Bojan looks at him, eyes bright again, and Leo blushes because, damn, it all looked easier in his head.
“I mean...” Words fail him and he can only lean forwards and press a brief kiss to Bojan’s lips (a touch clumsy in its eagerness and determination, but Bojan will swear there was never a better kiss) before they hear Pep’s voice calling them for the pre-match talk.
“Alright,” Bojan breathes out, smiling so hard a part of Leo’s mind wonder if it doesn’t hurt.
He has a new hat-trick ball for his collection, with a design he didn’t have before! He has scored four times, in a Champions League match nonetheless! They are through to the semi-finals!

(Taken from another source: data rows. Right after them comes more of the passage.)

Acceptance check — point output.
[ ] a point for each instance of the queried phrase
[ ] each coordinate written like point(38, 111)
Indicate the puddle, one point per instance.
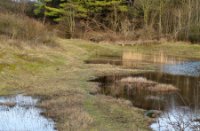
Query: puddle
point(160, 62)
point(139, 89)
point(19, 113)
point(189, 68)
point(154, 91)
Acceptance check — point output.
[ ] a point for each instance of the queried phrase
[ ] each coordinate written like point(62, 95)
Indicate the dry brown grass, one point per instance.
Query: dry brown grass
point(142, 83)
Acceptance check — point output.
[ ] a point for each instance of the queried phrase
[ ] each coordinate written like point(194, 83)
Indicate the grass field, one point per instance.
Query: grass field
point(60, 77)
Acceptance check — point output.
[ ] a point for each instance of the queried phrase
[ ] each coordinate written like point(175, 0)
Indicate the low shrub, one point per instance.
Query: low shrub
point(22, 27)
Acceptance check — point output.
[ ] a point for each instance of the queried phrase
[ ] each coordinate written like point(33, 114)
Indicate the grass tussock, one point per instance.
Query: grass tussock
point(20, 27)
point(144, 84)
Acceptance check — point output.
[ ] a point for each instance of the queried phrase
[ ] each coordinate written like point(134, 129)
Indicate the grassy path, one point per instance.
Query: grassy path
point(59, 76)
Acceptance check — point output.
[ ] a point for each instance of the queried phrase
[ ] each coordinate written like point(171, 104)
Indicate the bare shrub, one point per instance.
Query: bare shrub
point(24, 28)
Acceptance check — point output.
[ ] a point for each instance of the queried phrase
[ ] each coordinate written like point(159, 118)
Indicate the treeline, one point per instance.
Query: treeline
point(132, 19)
point(118, 19)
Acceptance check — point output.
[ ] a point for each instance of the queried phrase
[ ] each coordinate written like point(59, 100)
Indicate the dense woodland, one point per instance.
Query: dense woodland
point(117, 19)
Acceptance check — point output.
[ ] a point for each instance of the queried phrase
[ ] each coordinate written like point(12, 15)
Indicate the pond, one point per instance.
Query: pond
point(173, 88)
point(19, 113)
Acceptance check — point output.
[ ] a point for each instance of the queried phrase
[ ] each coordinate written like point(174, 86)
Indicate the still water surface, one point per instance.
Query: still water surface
point(19, 113)
point(181, 108)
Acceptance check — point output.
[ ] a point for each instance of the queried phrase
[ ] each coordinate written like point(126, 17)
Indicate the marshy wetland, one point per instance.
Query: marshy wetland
point(59, 76)
point(169, 92)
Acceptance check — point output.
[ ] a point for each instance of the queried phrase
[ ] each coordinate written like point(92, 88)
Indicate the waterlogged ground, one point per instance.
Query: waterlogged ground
point(181, 107)
point(19, 113)
point(60, 77)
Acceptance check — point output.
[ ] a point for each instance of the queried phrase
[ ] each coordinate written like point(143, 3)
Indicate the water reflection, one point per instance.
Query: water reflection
point(173, 103)
point(18, 113)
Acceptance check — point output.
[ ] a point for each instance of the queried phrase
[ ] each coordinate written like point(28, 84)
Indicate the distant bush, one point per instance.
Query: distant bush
point(22, 27)
point(194, 35)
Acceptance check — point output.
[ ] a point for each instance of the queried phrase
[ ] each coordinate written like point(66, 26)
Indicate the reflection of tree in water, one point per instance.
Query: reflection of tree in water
point(178, 119)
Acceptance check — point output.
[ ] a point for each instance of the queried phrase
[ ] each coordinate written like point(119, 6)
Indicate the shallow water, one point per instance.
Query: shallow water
point(23, 115)
point(181, 109)
point(189, 68)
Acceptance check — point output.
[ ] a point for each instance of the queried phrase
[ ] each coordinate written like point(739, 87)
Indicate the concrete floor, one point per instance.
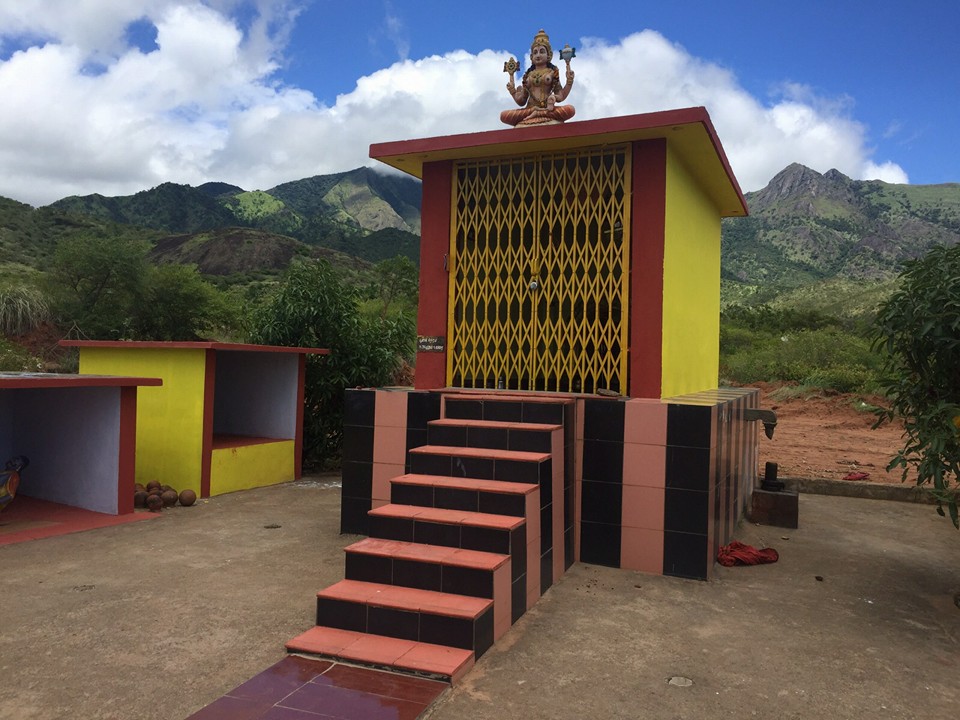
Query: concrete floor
point(155, 620)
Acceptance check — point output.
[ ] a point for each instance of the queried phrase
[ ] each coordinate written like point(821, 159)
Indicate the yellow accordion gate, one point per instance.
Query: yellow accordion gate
point(539, 280)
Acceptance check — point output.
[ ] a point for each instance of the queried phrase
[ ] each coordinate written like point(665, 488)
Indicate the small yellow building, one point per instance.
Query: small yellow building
point(227, 417)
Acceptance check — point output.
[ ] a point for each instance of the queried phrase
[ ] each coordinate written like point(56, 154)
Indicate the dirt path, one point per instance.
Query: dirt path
point(828, 437)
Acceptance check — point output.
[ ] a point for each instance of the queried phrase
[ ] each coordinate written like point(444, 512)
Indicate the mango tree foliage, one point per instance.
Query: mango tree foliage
point(312, 307)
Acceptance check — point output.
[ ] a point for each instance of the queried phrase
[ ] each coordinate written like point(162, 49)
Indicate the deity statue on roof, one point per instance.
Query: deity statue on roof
point(540, 91)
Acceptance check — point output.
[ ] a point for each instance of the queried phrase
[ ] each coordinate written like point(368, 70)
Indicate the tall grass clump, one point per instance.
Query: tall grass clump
point(22, 309)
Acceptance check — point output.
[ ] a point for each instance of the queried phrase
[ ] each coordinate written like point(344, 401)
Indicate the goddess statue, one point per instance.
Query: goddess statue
point(540, 90)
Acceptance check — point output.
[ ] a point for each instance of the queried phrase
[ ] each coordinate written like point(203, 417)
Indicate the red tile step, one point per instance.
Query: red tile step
point(440, 661)
point(435, 567)
point(407, 613)
point(482, 463)
point(502, 534)
point(477, 495)
point(503, 435)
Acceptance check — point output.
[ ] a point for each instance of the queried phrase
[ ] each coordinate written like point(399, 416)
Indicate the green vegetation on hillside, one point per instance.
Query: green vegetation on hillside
point(313, 307)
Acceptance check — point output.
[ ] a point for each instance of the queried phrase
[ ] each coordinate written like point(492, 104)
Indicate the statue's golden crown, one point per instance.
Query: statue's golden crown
point(541, 38)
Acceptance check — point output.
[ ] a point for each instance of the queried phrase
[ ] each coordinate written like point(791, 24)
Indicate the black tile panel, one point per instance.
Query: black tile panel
point(503, 410)
point(689, 425)
point(486, 539)
point(685, 555)
point(342, 614)
point(417, 437)
point(422, 407)
point(430, 464)
point(483, 632)
point(531, 440)
point(467, 581)
point(357, 443)
point(541, 412)
point(359, 407)
point(603, 420)
point(464, 409)
point(601, 502)
point(688, 468)
point(353, 515)
point(546, 571)
point(452, 435)
point(686, 511)
point(486, 437)
point(546, 528)
point(420, 495)
point(603, 461)
point(356, 479)
point(526, 471)
point(430, 533)
point(391, 622)
point(456, 499)
point(368, 568)
point(444, 630)
point(422, 575)
point(389, 528)
point(478, 468)
point(518, 551)
point(518, 598)
point(502, 504)
point(600, 544)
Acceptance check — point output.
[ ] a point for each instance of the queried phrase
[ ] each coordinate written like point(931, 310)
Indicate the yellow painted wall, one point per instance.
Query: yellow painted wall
point(691, 285)
point(250, 466)
point(169, 417)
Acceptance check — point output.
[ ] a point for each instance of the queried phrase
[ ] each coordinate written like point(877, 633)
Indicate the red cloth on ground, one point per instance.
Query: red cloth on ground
point(736, 553)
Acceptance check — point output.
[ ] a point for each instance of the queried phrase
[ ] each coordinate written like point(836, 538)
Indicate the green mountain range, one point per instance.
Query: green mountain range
point(806, 229)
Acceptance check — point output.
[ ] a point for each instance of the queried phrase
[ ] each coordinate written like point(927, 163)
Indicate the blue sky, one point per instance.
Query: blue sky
point(115, 96)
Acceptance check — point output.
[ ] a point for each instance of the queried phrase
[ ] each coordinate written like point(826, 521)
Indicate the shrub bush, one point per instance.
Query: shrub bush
point(312, 307)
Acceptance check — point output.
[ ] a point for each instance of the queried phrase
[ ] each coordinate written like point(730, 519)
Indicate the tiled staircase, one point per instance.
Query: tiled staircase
point(473, 534)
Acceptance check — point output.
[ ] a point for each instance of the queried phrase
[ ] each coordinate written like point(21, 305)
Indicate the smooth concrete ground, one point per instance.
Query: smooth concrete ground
point(156, 619)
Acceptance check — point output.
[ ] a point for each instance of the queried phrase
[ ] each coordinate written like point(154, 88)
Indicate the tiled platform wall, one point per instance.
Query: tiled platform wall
point(665, 482)
point(656, 486)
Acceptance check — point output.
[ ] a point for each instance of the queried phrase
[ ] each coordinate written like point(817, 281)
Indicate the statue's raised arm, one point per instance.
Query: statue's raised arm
point(540, 90)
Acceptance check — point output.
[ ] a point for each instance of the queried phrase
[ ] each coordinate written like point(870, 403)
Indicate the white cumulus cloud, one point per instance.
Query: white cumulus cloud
point(85, 111)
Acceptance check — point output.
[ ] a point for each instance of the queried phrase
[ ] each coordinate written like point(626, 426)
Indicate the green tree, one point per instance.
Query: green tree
point(95, 280)
point(178, 304)
point(918, 328)
point(313, 308)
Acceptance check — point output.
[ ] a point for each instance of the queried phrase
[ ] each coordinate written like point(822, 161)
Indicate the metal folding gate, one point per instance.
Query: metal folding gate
point(539, 281)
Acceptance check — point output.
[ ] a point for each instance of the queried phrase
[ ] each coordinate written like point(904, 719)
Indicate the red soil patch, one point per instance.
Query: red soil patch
point(828, 436)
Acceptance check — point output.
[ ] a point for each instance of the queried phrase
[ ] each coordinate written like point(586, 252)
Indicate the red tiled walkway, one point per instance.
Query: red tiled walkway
point(298, 688)
point(28, 518)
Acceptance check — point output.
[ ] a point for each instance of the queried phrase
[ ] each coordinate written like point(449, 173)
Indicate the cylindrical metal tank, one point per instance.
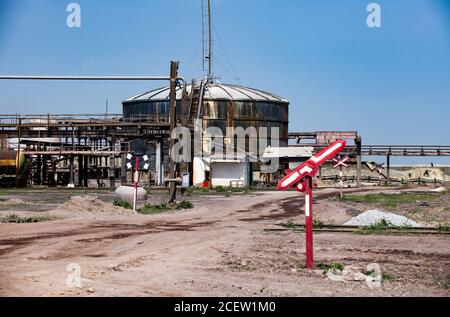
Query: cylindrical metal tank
point(223, 106)
point(10, 161)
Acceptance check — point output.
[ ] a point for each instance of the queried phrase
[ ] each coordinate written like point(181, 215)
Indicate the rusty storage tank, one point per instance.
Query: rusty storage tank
point(223, 105)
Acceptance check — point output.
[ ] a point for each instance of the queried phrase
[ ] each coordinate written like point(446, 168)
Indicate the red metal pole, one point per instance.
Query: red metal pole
point(308, 223)
point(136, 173)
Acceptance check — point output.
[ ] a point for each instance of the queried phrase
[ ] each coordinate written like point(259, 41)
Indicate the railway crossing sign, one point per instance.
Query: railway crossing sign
point(341, 163)
point(302, 177)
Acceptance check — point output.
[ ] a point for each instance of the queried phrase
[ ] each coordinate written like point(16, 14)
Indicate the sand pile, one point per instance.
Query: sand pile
point(91, 204)
point(372, 217)
point(13, 201)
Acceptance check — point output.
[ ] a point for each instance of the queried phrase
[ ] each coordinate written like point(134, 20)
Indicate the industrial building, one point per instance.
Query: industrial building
point(211, 104)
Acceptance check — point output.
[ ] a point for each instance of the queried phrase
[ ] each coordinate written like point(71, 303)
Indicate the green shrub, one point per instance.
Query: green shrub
point(185, 205)
point(329, 267)
point(13, 218)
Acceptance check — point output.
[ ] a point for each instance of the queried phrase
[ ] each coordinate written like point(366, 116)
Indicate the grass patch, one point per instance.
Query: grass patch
point(184, 205)
point(317, 224)
point(378, 228)
point(123, 204)
point(389, 200)
point(332, 266)
point(289, 225)
point(443, 282)
point(150, 209)
point(443, 228)
point(387, 277)
point(13, 218)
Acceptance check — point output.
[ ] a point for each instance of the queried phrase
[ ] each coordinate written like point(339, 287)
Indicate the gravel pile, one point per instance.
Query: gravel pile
point(372, 217)
point(91, 204)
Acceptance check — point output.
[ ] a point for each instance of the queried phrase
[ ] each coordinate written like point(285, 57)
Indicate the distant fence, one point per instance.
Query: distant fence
point(383, 180)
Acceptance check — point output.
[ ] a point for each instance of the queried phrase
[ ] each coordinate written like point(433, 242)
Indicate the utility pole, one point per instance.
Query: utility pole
point(172, 123)
point(18, 152)
point(210, 41)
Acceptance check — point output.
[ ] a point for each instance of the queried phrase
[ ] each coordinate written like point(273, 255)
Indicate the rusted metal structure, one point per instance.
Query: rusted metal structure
point(356, 150)
point(209, 104)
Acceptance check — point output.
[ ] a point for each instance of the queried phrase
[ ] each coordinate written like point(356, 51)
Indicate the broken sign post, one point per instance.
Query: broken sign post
point(341, 164)
point(302, 177)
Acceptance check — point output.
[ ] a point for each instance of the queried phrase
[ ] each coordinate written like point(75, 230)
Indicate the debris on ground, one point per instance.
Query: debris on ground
point(13, 201)
point(91, 204)
point(372, 275)
point(438, 190)
point(372, 217)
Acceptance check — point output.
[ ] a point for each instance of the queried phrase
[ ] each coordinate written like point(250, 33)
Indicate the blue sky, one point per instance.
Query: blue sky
point(392, 84)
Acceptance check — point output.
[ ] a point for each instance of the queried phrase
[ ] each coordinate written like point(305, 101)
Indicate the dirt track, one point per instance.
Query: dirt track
point(219, 248)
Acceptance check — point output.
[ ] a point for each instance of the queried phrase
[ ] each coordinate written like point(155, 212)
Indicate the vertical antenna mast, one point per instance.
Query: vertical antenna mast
point(207, 37)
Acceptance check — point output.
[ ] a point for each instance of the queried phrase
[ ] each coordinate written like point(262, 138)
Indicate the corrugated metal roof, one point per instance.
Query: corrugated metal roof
point(213, 91)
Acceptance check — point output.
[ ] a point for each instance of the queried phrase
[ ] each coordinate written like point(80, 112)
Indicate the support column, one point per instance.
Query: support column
point(80, 171)
point(39, 170)
point(112, 171)
point(86, 171)
point(123, 169)
point(158, 177)
point(71, 184)
point(172, 122)
point(358, 171)
point(388, 170)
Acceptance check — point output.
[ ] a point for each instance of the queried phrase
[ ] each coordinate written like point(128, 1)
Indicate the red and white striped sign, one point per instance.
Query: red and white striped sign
point(341, 162)
point(302, 178)
point(310, 167)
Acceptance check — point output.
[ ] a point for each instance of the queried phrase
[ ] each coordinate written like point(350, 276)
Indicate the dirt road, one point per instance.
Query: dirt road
point(219, 248)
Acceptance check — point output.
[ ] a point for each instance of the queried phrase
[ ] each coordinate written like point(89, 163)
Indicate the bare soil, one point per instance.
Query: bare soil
point(219, 248)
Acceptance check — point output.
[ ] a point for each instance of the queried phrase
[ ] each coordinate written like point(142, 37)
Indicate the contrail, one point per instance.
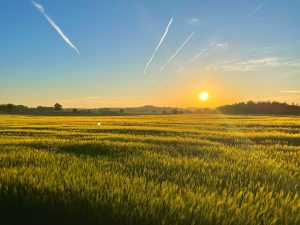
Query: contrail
point(178, 50)
point(192, 59)
point(54, 25)
point(257, 8)
point(160, 42)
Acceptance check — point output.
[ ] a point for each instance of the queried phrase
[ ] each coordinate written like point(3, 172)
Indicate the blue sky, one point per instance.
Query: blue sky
point(250, 50)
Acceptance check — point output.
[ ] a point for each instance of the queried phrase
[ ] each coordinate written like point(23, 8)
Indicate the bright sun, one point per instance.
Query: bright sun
point(203, 96)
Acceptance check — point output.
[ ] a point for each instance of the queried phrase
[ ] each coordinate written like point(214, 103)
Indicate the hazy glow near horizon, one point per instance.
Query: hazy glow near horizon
point(203, 96)
point(242, 50)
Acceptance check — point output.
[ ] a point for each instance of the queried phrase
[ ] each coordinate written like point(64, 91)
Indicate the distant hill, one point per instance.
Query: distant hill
point(267, 107)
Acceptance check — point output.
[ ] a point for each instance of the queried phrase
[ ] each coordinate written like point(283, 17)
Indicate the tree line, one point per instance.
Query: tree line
point(261, 107)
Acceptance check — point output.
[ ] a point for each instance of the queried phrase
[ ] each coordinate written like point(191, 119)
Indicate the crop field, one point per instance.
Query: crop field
point(168, 169)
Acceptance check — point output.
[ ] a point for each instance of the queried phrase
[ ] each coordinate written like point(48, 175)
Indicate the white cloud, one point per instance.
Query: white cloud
point(253, 64)
point(160, 42)
point(178, 50)
point(192, 21)
point(257, 8)
point(220, 45)
point(55, 26)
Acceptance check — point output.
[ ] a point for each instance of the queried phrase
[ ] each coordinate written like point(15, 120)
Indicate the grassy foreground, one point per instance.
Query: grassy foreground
point(184, 169)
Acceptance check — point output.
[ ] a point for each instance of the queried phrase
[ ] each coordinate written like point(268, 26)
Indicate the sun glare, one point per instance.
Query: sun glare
point(203, 96)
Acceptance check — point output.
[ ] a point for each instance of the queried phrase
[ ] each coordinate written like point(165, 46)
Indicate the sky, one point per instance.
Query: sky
point(116, 53)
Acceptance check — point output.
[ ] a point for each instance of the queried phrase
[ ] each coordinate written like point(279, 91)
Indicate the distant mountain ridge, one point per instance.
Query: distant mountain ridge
point(249, 107)
point(262, 107)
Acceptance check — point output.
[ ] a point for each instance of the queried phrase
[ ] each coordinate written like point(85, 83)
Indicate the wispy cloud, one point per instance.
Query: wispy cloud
point(252, 64)
point(257, 8)
point(220, 45)
point(159, 44)
point(204, 51)
point(192, 21)
point(291, 91)
point(178, 50)
point(55, 26)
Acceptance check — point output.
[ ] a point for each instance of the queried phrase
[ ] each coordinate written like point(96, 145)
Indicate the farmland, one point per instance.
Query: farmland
point(168, 169)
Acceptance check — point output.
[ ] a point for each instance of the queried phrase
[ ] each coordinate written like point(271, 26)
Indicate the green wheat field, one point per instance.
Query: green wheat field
point(168, 169)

Leo doesn’t think about any of this, even as he dodges journalists, teammates and even photographers who want to congratulate him. He does stop for Pep, for a brief hug and a few compliments delivered in that dear, gravelly voice, and then continues making his way into the changing rooms.
Here, a loud cheer greets him, and the hugs and congratulations of those who had been watching from the stands and the bench. Leo smiles, mutter his thanks, congratulates everyone else, and all the time keeps looking for the only smile he wants to see, for the only arms he wants to hug him, for those eye he wants to drown into.
At last Tito appears, to shepherd those who played into the showers, those who didn’t into the waiting room, and Leo takes a good couple of minutes putting his hat-trick ball into his locker just so, so that when he turns around, there’s only more one person left in the changing rooms.
“Congratulations... you were amazing.”
Leo is humbled by how untroubled Bojan’s gaze is, even though he was subbed early, by how uncomplicated his happiness for Leo’s achievement is, by how sweet his smile looks against the dark red of the lockers.
“Thank you,” he says, suddenly shier than when the whole Camp Nou was chorusing his name.
He walks towards Bojan, feeling as if the changing room has turned hundreds of meters long in a second; Bojan’s gaze never leaves him during that eternal walk, that cannot take more than five seconds, and that look turns into a small smile as Leo sits by his side.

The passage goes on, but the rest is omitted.